Secure your crypto with 2FA and strong passwords
Despite major high-profile attacks on cryptocurrency companies, attackers still find it most effective to target human error. While even the most vigilant security professionals can get fooled by phishing and phone porting attacks, they are far too common.
In this tutorial, we will show you how to use the different types of two-factor authentication options available to you on Coinbase.
In addition, we’ll share some additional tips that will help you secure and protect your Coinbase account from cryptocurrency hackers.
A secure cryptocurrency investment begins with you. Here are some steps to take so your Coinbase account stays as safe and secure as possible:
SMS authentication – Least secure
SMS authentication is a simple and convenient way to secure accounts, but it’s still not as strong as authenticator apps or security keys.
Since SMS is associated with a phone number, it leaves you vulnerable to phone number porting attacks.
Hackers have been successful in social engineering telecommunications providers to take over a victim’s number and gain access to their Coinbase account.
These types of attacks entail an attacker transferring or “porting” a victim’s phone number to a device under the attacker’s control, effectively taking control of the number and connected two-step verification codes.
Coinbase accounts were also compromised by hackers who set up fake websites that mimic the legitimate one which requests password or 2-factor authentication details be sent via text message as part of its login process; these types of attacks happen often enough that users should always remain cautious when entering sensitive information online, even if it appears on what looks like an official website.
We strongly suggest you not use SMS authentication if you truly care about the security of your Coinbase account.
Security Key – Most secure
Using a security key to protect all of your online accounts is strongly recommended. Security keys are the most secure method for 2FA.
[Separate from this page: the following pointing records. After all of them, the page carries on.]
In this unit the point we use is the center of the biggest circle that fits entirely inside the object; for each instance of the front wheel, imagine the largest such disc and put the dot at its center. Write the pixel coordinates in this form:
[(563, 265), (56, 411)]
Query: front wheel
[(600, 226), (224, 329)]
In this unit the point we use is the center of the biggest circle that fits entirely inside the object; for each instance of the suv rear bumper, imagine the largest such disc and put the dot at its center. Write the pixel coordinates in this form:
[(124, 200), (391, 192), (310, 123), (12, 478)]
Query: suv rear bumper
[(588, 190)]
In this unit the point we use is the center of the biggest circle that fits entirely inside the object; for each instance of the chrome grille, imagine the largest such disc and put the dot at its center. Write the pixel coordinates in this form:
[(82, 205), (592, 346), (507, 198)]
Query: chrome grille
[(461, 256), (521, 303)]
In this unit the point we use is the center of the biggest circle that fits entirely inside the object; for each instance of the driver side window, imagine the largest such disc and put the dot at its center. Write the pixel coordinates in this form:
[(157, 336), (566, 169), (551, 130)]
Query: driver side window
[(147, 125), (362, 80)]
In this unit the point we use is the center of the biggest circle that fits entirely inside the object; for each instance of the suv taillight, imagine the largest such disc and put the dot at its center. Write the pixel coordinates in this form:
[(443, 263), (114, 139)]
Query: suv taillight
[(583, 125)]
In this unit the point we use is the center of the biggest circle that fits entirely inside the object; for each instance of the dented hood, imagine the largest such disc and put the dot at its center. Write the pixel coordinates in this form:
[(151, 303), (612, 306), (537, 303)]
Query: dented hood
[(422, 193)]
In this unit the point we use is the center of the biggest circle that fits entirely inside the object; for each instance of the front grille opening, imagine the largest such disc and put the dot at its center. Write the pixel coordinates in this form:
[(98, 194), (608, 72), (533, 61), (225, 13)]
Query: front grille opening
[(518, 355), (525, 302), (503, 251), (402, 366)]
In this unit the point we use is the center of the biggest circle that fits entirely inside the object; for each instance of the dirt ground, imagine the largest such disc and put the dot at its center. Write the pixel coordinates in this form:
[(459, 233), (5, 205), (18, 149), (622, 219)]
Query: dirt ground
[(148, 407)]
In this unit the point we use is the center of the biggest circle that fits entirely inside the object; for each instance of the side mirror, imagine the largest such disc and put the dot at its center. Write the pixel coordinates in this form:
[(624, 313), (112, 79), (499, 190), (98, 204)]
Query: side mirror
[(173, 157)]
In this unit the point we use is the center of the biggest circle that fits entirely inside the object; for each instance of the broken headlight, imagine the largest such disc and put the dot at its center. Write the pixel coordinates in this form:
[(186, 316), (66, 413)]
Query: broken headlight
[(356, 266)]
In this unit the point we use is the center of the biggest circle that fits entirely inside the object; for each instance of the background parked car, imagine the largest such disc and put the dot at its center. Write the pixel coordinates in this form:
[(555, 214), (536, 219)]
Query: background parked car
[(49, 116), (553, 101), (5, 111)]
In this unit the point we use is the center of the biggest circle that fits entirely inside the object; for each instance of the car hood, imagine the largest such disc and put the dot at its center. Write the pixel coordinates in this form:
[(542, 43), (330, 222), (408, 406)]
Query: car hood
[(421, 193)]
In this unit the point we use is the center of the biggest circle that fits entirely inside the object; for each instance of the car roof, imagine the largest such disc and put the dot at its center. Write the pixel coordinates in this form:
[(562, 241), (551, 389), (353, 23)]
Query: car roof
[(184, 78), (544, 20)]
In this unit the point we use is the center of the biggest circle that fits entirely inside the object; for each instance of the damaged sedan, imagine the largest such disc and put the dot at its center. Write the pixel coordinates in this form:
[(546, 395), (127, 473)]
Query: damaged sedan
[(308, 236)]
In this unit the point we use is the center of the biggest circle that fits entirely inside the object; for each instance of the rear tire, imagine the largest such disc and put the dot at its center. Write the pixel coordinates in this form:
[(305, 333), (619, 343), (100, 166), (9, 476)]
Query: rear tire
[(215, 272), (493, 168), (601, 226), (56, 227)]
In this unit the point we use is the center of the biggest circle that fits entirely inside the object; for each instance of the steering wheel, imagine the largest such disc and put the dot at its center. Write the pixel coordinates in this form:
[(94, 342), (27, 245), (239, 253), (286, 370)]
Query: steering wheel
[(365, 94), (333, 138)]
Your accounts on sites like Gmail, Facebook, Dropbox, Instagram, and Twitter are just some that can be protected with a security key.
Security keys are the gold standard of modern account security, and browser manufacturers continue to expand support for additional devices.
You don’t have to wait, though; most security keys work out-of-the box with Gmail, Facebook, Dropbox, Instagram, Twitter, YouTube, etc., adding heightened levels of protection against account takeover attempts and phishing attacks.
Security keys are tiny physical devices that contain cryptographic chips to ensure you’re authenticating on the correct website. They work by ensuring no one else can pretend to be you unless they have your security key in their possession at the time of authentication.
Google’s 85,000 employees all use U2F security keys as part of a larger push for better cybersecurity practices, and not a single person has been successfully phished since these measures were implemented!
Security key technology is easy as a button press (rather than 6 digits sent through SMS or smartphone application). If you are looking to purchase a security key, Yubico is an excellent option.
How to set up your Security Key on Coinbase
Prior to beginning this process, you must have a security key that supports the WebAuthN / Fido2 standard.
To set up your security key, follow these steps:
1. To begin, log into your Coinbase account.
2. Navigate to Settings > Security and select Security Key under the 2-Step Verification section.
Using your Security Key with Coinbase
A few points to bear in mind when using your security key:
While the majority of security keys work with adapters, adapters with multiple ports may cause some problems.
Third-party applications that are integrated with your Coinbase account may not support security keys.
To manage your security key(s):
Navigate to Settings > Security in your Coinbase account. You’ll be able to manage your security key under the selected two-step verification method, which includes the ability to add another security key. Please keep in mind that there is a maximum of five keys.
By adding additional security keys, you enable a backup option in the event that your primary security key is lost or stolen.
If you disable security, SMS will be re-enabled as the default method of two-factor authentication.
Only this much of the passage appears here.